The Court of Appeals in Solon v. US decided on November 29, 2018, reversed a disorderly conduct conviction as it disagreed but the trial court’s statutory interpretation.
Solon had intermingled with the Climate Movement March carrying signs in support of the administration and generally causing agitation and stir among the demonstrators. She was ultimately put under arrest and charged with disorderly conduct as well as two assault charges again two individuals.
The DC disorderly conduct statute (D.C. Code § 22-1321 (a)(1) provides: in any place open to the general public, . . . it is unlawful for a person to intentionally or recklessly act in such a manner to cause another person to be in reasonable fear that a person or property in a person’s immediate possession is likely to be harmed or taken.
Subsection (g) of the statute criminalizes interference and jostling which the defendant was not charged with. Specifically, D.C. Code § 22-1321 (g) provided: (stating in pertinent part that “[i]t is unlawful, under circumstances whereby a breach of the peace may be occasioned, to interfere with any person in any public place by jostling against the person.
The trial judge dismissed the assault charges but convicted on disorderly stating and justifying that:
- My interpretation of that is that the [g]overnment is not required to prove that these individuals who are physically rammed by Ms.
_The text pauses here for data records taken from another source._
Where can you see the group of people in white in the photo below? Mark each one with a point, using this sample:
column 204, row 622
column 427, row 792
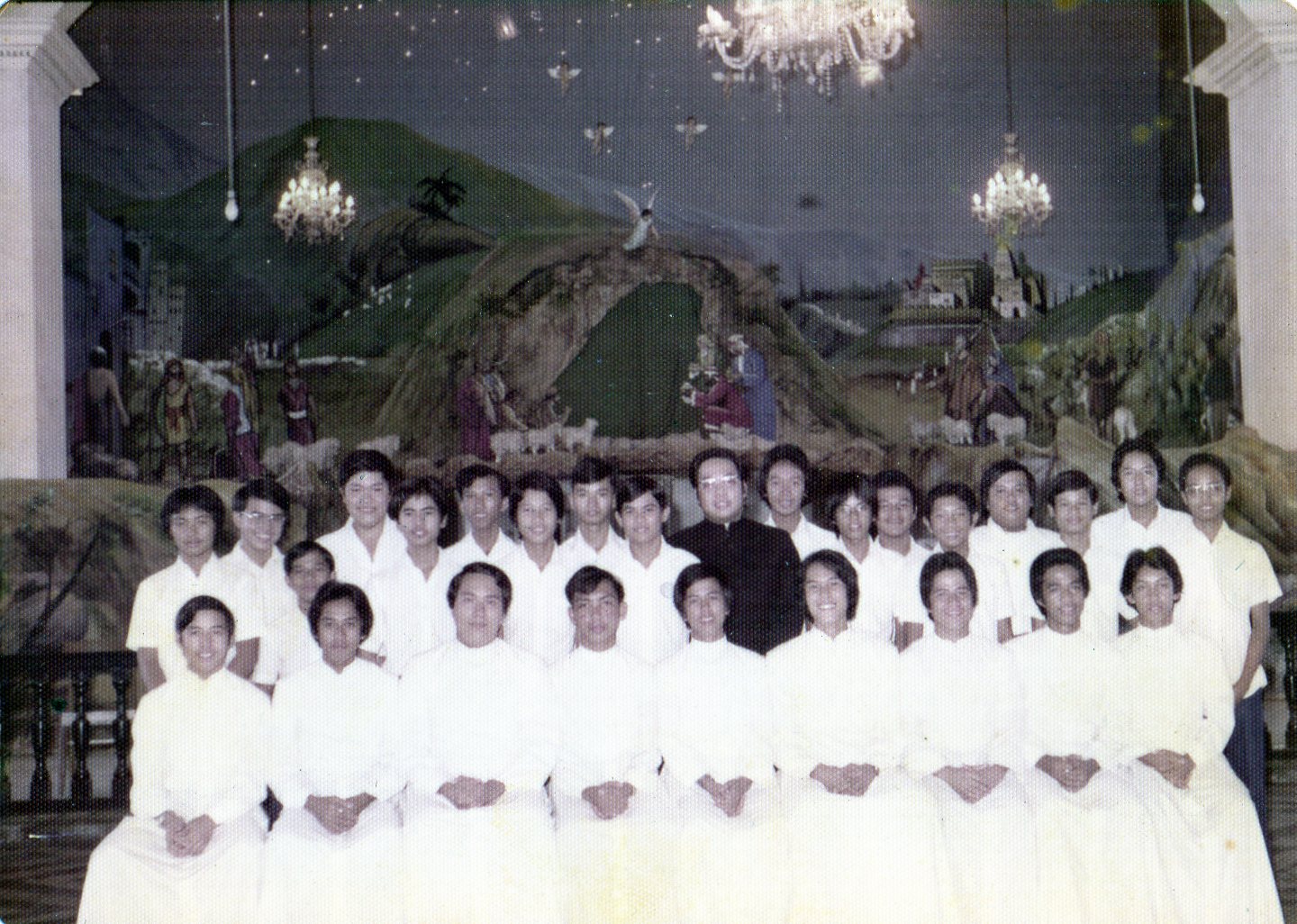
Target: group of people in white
column 751, row 721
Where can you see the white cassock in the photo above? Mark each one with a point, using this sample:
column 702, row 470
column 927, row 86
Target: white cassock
column 353, row 562
column 961, row 705
column 854, row 859
column 200, row 749
column 653, row 629
column 807, row 536
column 335, row 735
column 1213, row 852
column 612, row 870
column 881, row 575
column 537, row 620
column 718, row 714
column 159, row 597
column 1016, row 550
column 485, row 712
column 412, row 612
column 1202, row 599
column 993, row 597
column 1097, row 853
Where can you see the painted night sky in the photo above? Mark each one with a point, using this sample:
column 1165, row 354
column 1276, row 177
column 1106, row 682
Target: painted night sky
column 855, row 190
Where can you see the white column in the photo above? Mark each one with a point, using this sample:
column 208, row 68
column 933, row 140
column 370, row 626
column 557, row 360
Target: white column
column 1257, row 70
column 39, row 69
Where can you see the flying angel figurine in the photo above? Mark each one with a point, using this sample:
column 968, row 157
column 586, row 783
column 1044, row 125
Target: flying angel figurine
column 641, row 221
column 598, row 138
column 690, row 129
column 563, row 73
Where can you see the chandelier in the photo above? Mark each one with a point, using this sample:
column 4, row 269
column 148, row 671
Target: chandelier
column 312, row 203
column 1014, row 202
column 812, row 39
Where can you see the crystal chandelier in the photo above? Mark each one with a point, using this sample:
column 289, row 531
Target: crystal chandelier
column 813, row 39
column 312, row 203
column 1014, row 202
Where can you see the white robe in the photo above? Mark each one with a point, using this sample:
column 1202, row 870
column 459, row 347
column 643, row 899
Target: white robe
column 1213, row 852
column 606, row 721
column 412, row 612
column 854, row 859
column 718, row 714
column 200, row 749
column 485, row 712
column 1097, row 853
column 159, row 597
column 961, row 705
column 335, row 735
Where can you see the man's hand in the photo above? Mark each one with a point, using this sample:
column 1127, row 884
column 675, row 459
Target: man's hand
column 609, row 800
column 1175, row 768
column 727, row 796
column 973, row 782
column 1073, row 773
Solon, were in actual fear of injury, because I would agree with Mr. Simmons, that’s not what the video depicts. These individuals don’t appear to be in fear, they don’t remain in place, but [I do] find that Ms. Solon’s actions were sufficient to prove that these actions would have created in a person of reasonable sensibility, a fear of immediate bodily harm. I do find that her actions were such and I note that not only is she seen in the video and not only did Mr. Files testify that she rammed herself up against other individuals who were present with her shoulder, but that she also is depicted in the video . . . pacing back and forth, that her general demeanor is such the level of agitation and the level of volatility that she’s displaying, that considering all of the surrounding circumstances that could have created in a person [of] reasonable sensibility a fear of immediate bodily harm.
The Court of Appeals disagreed, holding that “reasonable sensibility of a fear or immediate bodily harm is not sufficient for conviction. In order to obtain a conviction, to government has to prove that a person was put in actual fear by the defendant’s conduct. Thus decisive and dispositive evidence of fear must be present.
Here though the evidence established that the individuals on the scene were not actually afraid of Solon, the marchers’ faces were impassive, other people can be seen laughing, it was broad daylight and police were present, appellant was alone while there were many people waiting to march, some marchers or staff were following or even harassing the appellant rather than distancing themselves from her, and there was no evidence that anyone complained to Officers that they were afraid of physical harm.
The conviction was vacated and reversed.